1人しかいない妹のせいか、過保護気味なくらいチェルナには優しいノワールであった。





2日後、

―――ループス城、中庭


「え、フェリシア領主から縁談?!」


フォルテから見せられた手紙にはヴェラにとって初めて見る他の領からの縁談の文字が。フォルテは、縁談の手紙をヒラヒラと遊ばせる。


「えぇ、先程フェリシア領から使者がいらっしゃったのですが、この手紙をロボ様とルー様にお見せした所、ヴェラ様、お二人があなたをお呼びですよ」


ヴェラは微苦笑して言う。


「父上と母上は私を心配しているのね?そりゃあ、内戦下のこの状況であれば誰だって政略結婚だということはわかるわよ。でも、とりあえず会ってみたいわ。フェリシア領の見学と、ついでに相手がどんな人か見るくらいはいいでしょ?」


執事フォルテはため息をつく。賢いお嬢様のことだ、相手を観察しながら分析でもするのだろう……と一人考えながら。


「それで、日程はいつなの?」


好奇心で話す彼女は少し幼く見えることもあるが、秘めている魔力と獣化能力は随一で。


「お待ち下さい、ヴェラ様。ロボ様とルー様の招集に応じてください」


ちなみにヴェラの兄弟姉妹にも縁談はよく来る。美しい容姿と魔力は親譲りの賜物であり、彼らは領主のルールに縛られる必要もない為、気に入った相手を見つければ良いのだ。

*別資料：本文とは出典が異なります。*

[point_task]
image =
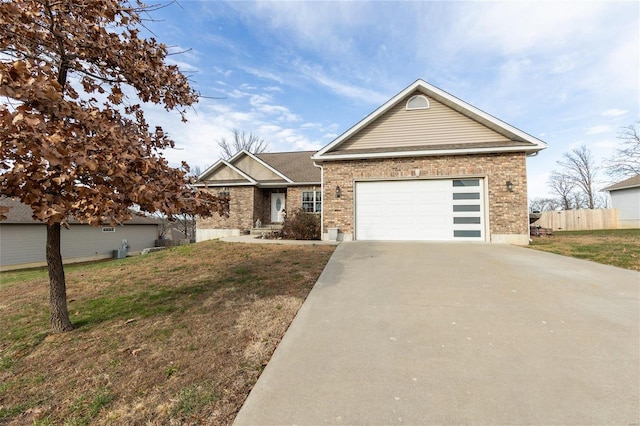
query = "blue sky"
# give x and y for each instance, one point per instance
(301, 73)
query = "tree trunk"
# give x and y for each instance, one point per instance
(60, 321)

しかし、次期領主のヴェラとなると話は別だ。純血の家柄とでなければ結婚はできないし、他の領主との結婚なんて血縁と純血を重んじる彼らには考えられないことなのである。


「平気よ、フォルテ。私、バカじゃないもの」


クスッと笑うその笑みは、悪戯っぽく愛嬌がある。領主の城に仕える者であれば、彼女が人を惹きつける理由を知っている。


オオカミは、愛情深い獣だ。

その愛を、ヴェラは知っている。



―――領主の執務室


「ヴェラ、お前の好奇心には感心するが、あまりに危険ではないか?お前が相手の手の内を知ると同時に、相手にこちらの手の内を明かすことになるのだぞ?少しリスクが高いと思うがな……」


ヴェラの父、ロボは眉間に皺を寄せ、手で顔を押さえている。対して母ルーは不安げな表情を浮かべている。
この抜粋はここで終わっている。